Set atop the hills 250 feet above Hollywood Boulevard, Yamashiro Hollywood provides
a memorable experience on several levels, not the least of which are stunning views of Hollywood, with the downtown skyline looming in the distance. Yamashiro means “mountain palace” in Japanese, and the property is an authentic replica of one near Kyoto, complete with an imported 600-year-old pagoda. The pan-Asian menu offers truffle-scented hamachi sashimi and duck-confit spring rolls followed by shoyu-glazed black cod or Sichuan rib-eye, while Pacific Rim cocktails enhance the mood and, by extension, the views.
Another quintessential L.A. panorama—offering a splendid perspective of the entire metro area, from the Santa Monica Mountains to the sea—is found at the Restaurant at the Getty Center. Sunsets that rival the masterpieces in the building’s galleries set the backdrop for Saturday dinners.
For less conventional views, consider Restaurant 917 at the Porsche Experience Center in Carson. After bread service that includes butter molded into miniature Porsche 911s, diners indulge in oysters shrouded in a liquid-nitrogen-generated cloud or Thai curried clams before tucking into a big burger or steak. The scenery includes a test track on which amateurs pay handsomely to take laps in a full-size 911 Turbo or other finely engineered Porsche products.

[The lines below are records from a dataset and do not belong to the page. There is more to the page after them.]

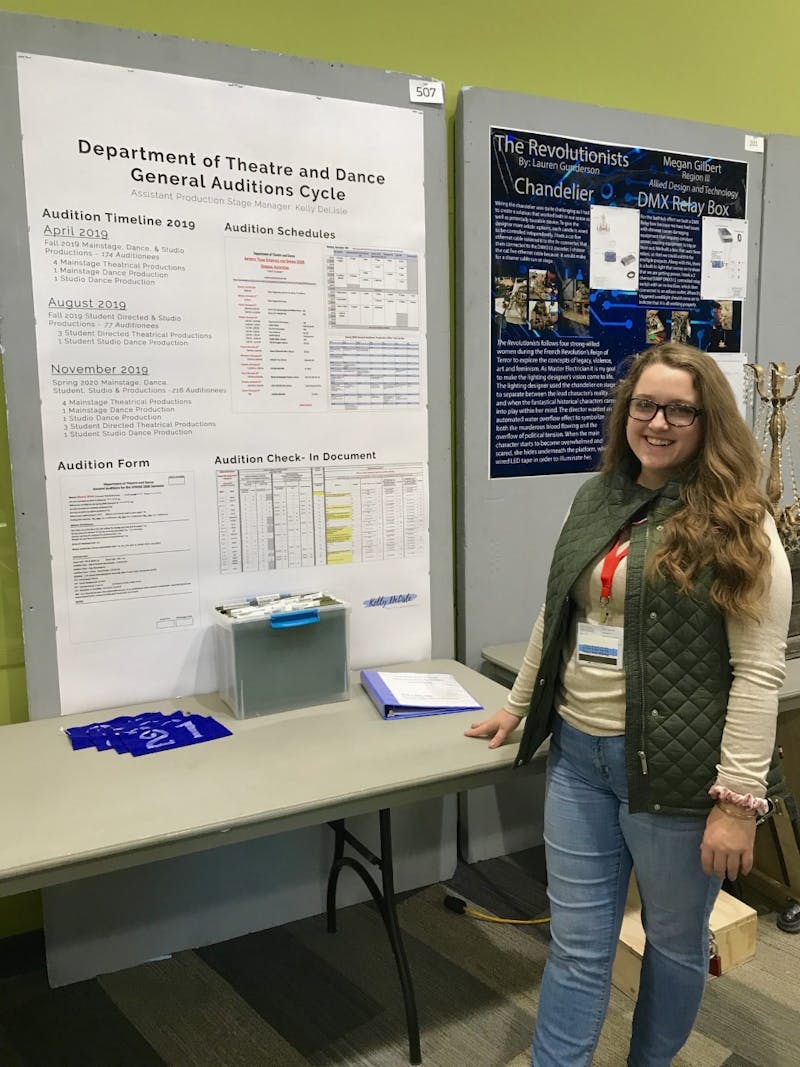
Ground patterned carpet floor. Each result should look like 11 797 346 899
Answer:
0 850 800 1067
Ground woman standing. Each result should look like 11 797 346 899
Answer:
466 344 791 1067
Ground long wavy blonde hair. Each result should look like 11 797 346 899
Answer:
602 341 770 621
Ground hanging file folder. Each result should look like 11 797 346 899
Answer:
362 670 483 719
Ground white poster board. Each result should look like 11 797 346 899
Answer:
9 53 441 713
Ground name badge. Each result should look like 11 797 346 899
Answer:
575 622 623 670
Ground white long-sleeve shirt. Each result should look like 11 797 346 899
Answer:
506 515 791 797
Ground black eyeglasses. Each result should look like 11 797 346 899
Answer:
628 397 703 426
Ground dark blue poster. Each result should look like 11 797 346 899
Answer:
490 128 747 478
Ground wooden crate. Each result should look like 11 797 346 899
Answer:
611 879 757 999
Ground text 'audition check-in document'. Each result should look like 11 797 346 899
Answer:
17 54 430 712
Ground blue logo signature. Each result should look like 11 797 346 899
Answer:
364 593 417 607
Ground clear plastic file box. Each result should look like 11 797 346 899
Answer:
214 593 350 719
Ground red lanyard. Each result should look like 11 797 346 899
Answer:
601 540 630 619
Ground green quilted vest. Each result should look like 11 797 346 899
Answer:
516 460 732 814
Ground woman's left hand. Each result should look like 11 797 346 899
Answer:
700 805 755 881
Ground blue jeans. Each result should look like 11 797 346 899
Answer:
531 719 720 1067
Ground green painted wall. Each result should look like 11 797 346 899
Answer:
0 0 800 935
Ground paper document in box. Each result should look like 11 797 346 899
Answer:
362 670 483 719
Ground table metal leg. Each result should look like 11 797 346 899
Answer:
327 808 422 1064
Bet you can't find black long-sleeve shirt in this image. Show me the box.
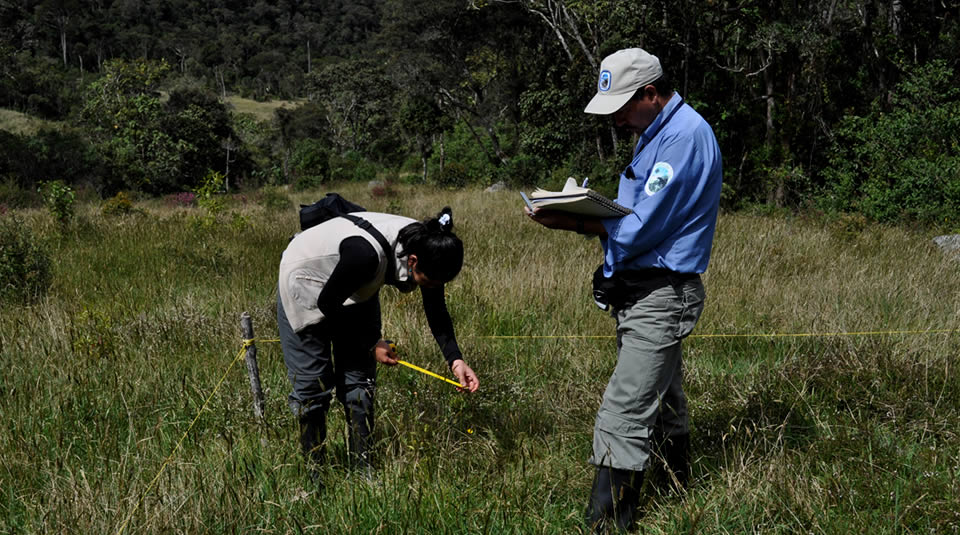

Finally, if you have fond childhood memories of looking skyward from the end of an airport runway—practically close enough to incoming aircraft to see the expressions on the pilots’ faces—you will enjoy The Proud Bird. This recently overhauled restaurant, directly in the flight path of LAX, may never earn any Michelin stars, but the food-hall concept is pleasantly laid-back, with options like chicken and waffles, pizzas and smoked meats from Bludso’s, one of the city’s most revered names in barbecue. For those close-ups of approaching jumbo jets, be sure to grab a patio table.